Dogme for Elementary Japanese Learners

Although the past few months have enveloped me in reading, research and writing for my Dogme Dissertation, I have found enough time to teach for two weeks part-time.  I have been teaching at a local university and was kindly asked to teach Japanese learners.  They arrived last week and I didn’t know what to expect.  However, since I had spent the past few months reading and writing about Dogme ELT, I really wanted to put this into practice with the class.  The first day was spent relaxing the students and providing an environment whereby we could all get to know each other.

Nevertheless, I was provided with Macmillan’s “Move” which is a wonderful coursebook with some great ideas and tries to link the CEFR with learning objectives.  However, I feel the coursebook falls short with some of the selected topics.  For example, there are hardly any topics about food, sports or education (albeit sparingly).  As I had never used this coursebook before, I thought I would give it a go.  I prepared a lot of material to be used on the SMARTBoard in my classroom with reading, images, etc but I started to think why I really had to go through the process of trying to improve a coursebook which was not really suitable for closed groups.  I must mention that I believe the coursebook is professionally written and has a lot of possibilities for classes but I noticed that for the Japanese young adults, it wasn’t that suitable.  Anyhow, I persevered through the first week with a combination of coursebook and complimentary material.

I know there was an ELT Chat about Dogme and whether this was possible with Beginners.  I hope the rest of this blog post provides an opportunity to suggest that Dogme is possible with Elementary and hopefully with Beginners if there is patience and perseverance.  The first Dogme related moment occurred during the third day when the class were describing their home-towns (a topic that was selected from the coursebook) and a Japanese student mentioned:

There is Army base in home-town but not there now.
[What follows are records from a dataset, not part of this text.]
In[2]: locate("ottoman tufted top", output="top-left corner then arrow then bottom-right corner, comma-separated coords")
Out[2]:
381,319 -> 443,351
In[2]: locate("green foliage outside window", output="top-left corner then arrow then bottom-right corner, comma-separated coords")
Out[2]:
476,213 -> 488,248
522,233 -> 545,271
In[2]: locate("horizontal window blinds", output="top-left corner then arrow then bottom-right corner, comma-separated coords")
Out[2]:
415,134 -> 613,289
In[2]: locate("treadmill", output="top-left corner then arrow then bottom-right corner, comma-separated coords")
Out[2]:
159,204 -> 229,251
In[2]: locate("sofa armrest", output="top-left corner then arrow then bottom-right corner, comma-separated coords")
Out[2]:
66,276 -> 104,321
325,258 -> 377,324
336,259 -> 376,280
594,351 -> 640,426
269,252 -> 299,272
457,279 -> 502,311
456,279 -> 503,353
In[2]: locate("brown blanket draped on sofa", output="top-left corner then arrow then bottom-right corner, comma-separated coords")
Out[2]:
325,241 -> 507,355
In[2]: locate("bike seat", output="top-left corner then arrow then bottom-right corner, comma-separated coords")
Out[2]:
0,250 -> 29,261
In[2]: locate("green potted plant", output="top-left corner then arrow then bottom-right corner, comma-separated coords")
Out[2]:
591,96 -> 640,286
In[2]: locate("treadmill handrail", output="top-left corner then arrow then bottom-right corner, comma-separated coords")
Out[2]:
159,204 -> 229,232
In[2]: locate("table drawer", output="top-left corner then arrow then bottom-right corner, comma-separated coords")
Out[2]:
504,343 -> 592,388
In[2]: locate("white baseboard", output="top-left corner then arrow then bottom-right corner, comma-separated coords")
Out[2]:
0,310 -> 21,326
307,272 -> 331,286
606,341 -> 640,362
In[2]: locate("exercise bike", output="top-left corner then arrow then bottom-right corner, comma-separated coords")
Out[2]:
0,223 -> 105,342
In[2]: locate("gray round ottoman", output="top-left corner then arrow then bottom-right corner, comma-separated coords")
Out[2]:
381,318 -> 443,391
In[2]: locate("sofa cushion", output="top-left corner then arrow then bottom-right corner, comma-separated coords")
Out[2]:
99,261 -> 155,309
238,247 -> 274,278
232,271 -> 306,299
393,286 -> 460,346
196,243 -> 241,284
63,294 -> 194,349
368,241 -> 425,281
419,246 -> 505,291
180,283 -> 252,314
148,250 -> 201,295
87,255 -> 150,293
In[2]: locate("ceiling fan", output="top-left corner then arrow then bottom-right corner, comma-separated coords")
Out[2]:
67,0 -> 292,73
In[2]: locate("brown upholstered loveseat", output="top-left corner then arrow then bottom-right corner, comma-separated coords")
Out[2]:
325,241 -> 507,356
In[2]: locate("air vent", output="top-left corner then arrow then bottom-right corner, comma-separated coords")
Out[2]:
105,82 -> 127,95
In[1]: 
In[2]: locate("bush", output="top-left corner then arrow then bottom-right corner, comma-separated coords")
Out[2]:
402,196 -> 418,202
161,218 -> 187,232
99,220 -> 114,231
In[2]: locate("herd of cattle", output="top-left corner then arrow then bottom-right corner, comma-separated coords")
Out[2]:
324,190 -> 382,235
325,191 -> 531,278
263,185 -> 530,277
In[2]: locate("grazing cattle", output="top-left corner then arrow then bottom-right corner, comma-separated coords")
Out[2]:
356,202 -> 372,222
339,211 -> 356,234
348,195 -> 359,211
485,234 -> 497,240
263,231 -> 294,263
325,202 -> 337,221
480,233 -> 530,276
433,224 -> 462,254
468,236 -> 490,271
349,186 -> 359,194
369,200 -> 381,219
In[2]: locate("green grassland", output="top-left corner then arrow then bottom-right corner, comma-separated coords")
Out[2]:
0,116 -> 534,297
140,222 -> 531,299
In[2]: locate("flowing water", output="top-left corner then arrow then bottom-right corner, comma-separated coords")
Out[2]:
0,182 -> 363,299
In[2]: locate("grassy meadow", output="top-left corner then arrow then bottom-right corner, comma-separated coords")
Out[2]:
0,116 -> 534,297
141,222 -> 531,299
I knew exactly what the student was trying to say and she tried her best to convey her message but she didn’t have the linguistic knowledge for accuracy.  So I stopped with the coursebook (and mostly the lesson plan) and I transcribed her utterance on to the IWB.  I tried to elicit and check if any other students were aware of the correct form with the above sentence.  There were a few students shaking their heads and a bit of silence, so I made the leap and thought that I would scaffold the language that had emerged in class.  I wrote the following statement on the board:

There used to be an Army base in my home-town.

I underlined the phrase ‘used to’ and drew a timeline to ensure that students were aware of the above statement.  Once the timeline had be drawn, I checked students’ understanding with the use of CCQs (Concept Checking Questions).  The next part of my Dogme-styled lesson was to drill students the structure and provide them with a couple of personal examples about myself: “I used to be in the RAF”, “I used to live in South Korea”.  I asked students to make a note of some personal examples and write them down.  Once these were written, I got the students to mingle and compare their sentences.  There was a lot of chatter in L1 but mostly L2 about some of the statements.  Once students settled a little bit, I decided to elicit any interesting facts that they had learnt about each other.  The whole lesson lasted about 45 minutes but it was a nice distraction for the students to learn something that had emerged from themselves at the beginning of class and was relevant.  I checked other coursebooks to establish when “used to” is normally taught and it is generally introduced for Pre-Intermediate or Intermediate learners.  I suppose emergent language and the teaching of language is not predictable.  It changes and develops from interaction among the other people in the classroom.

Finally, the first difficulty that I faced with these learners was trying to develop their conversational skills.  I have tried to work very hard to improve interaction with the use of continuation questions.  For example, a topic that the learners wanted to focus on today was related to sports.  The students were provided with an opportunity to practice speaking.  I was making a note of the emergent language that was suitable and language that needed scaffolding (I don’t want to be overly critical with the learners and demotivate them – so best to provide the best of both), writing language and phrases on the board.  I really did feel that the students made some great progress today and they felt more comfortable conversing in English with each other.  Interestingly, the second part of the lesson (which lasts for an hour and a half) focused on conversation and there was a lot of interaction between all the people in the class.  Before I knew it, the lesson was over.  I enjoyed the lesson so much that it flew by.

The whole experience of incorporating my research into the classroom has been a rewarding experience and I thank the learners in the class for being so flexible and open to the personal approaches and techniques that I decided to incorporate during lessons.  A final note to add, my dissertation will be submitted in the coming weeks.  I will be sharing some of the procedures and materials that were used during the research in due course.